The company has launched five distribution centers in three cities across Colombia and one more in Mexico City, with about 190 employees — including about 90 full-time employees and 100 contractors. Melonn is currently working with more than 300 brands and has fulfilled close to 500,000 items –– “well over” 100,000 of which were fulfilled in December. And in January, fulfillment is up 20% compared to November of 2021. Looking ahead, CEO Gomez projects that it will fulfill close to 6 million items in 2022. It also plans to soon offer embedded finance products. For context, the company’s model is similar to that of Deliverr and ShipBob.
So, just how does it work? Melonn says its proprietary tech platform guides sellers through “a simple and highly automated” onboarding process, then “seamlessly” connects their different e-commerce channels. Next, sellers ship their inventory to urban fulfillment centers, near their end-consumers. Melonn then takes care of the picking, packing and delivery, so that end-consumers receive their orders on the same or next day, also taking care of returns. Additionally, Melonn works with a range of transportation providers, including incumbents such as FedEx or DHL and last-mile startups, to reduce shipping times and costs.
The startup also gives sellers the ability to manage and monitor the process from its platform from wherever they are as well as access data analytics tools in an effort “to make better operational and sales and marketing decisions.”
CEO Gómez pointed out that Latin America has gone from being a laggard when it comes to e-commerce to being home to the world’s fastest-growing e-commerce market, which is estimated at over $100 billion and expected to double by 2025. It’s safe to say that over 80% of the market is made up of small and medium businesses and sellers.
“E-commerce is growing incredibly fast in the region,” he said. “And buyers’ expectations have also been growing at the same time. It’s a huge market and it’s hugely underserved.”
QED Investors Partner Mike Packer noted that the recent explosion of the market only reinforces the need for Melonn’s offering, which “makes scaling easier for its clients, solving very real constraints across channels and fulfillment.”

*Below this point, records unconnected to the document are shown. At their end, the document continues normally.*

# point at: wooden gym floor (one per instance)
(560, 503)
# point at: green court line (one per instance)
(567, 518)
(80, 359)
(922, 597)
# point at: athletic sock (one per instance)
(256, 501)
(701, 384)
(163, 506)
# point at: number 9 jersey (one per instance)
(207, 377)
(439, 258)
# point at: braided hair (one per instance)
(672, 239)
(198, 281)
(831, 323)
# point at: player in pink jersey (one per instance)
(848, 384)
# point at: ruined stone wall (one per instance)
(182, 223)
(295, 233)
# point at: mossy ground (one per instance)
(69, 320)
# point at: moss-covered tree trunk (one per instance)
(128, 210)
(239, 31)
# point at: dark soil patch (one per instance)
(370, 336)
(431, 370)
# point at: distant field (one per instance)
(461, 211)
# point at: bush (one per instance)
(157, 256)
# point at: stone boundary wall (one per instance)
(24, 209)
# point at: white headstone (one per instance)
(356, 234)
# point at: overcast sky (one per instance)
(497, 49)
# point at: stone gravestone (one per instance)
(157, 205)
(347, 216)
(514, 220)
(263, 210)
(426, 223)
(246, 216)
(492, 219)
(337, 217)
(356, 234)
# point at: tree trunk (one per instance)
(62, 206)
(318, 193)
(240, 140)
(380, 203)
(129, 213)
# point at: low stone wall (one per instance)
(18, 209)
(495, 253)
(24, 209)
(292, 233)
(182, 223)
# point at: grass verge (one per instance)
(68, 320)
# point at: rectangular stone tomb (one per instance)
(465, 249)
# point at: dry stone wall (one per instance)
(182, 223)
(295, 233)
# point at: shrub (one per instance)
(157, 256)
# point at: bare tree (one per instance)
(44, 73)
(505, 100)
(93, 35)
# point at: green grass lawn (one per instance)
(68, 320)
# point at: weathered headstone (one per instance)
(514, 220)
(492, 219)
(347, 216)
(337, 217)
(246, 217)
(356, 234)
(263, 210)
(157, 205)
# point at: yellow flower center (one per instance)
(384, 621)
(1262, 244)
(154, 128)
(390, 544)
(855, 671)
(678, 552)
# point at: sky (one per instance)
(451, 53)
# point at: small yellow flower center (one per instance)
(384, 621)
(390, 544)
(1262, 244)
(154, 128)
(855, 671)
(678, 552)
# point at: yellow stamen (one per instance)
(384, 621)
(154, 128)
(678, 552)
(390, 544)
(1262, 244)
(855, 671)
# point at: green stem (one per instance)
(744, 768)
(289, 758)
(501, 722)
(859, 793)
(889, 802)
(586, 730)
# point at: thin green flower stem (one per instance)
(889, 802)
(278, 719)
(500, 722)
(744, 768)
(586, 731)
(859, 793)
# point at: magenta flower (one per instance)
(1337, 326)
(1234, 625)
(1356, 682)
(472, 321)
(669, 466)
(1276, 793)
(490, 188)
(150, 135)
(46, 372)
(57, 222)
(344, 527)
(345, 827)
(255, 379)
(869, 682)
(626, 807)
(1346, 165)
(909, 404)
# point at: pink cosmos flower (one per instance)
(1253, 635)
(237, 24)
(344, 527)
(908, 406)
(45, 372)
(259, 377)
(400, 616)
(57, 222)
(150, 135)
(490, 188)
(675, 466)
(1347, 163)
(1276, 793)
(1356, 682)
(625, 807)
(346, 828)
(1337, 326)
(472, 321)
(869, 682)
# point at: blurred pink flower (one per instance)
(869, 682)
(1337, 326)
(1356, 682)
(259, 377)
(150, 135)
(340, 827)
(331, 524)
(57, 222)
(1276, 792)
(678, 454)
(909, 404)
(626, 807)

“QED is particularly attracted to Melonn because of the tech-forward approach in a world with many complexities across platforms,” Packer said. “The beauty of Melonn is the potential to both accelerate a business and integrate into platforms that its clients are already using.”
In his view, Melonn has a “fresh approach to disrupt e-commerce behind the scenes — everything from SaaS and financing to fulfillment enablement” with a tech platform and growing fulfillment network that “is superior to anything else on the market.”
The startup plans to use its new capital to grow its tech, product and sales teams as part of its effort to continue to strengthen the platform and develop adjacent products including embedded fintech. The company is also planning to scale up commercial capabilities and increase its network of urban fulfillment centers to be able to offer efficient same/next day fulfillment across more cities in the region.
Specifically, Melonn will expand in the regions in which it already operates and likely enter a third country in 2023 — potentially Brazil, where the opportunity is massive, said Gómez.
“We also just really want to build out the fulfillment network, and invest a lot on the commercial side, strengthening our sales and marketing teams and account management capabilities,” he added.
Interestingly, the name Melonn means “friend” in Elvish, the language spoken “The Lord of the Rings.”
“Some of my co-founders are big fans of The Lord of the Rings,” Gómez told TechCrunch. “And we realized it’s super aligned with what we want to do, which is be the number one ally of all these small e-commerce businesses so that they become successful, and can compete successfully in this market.”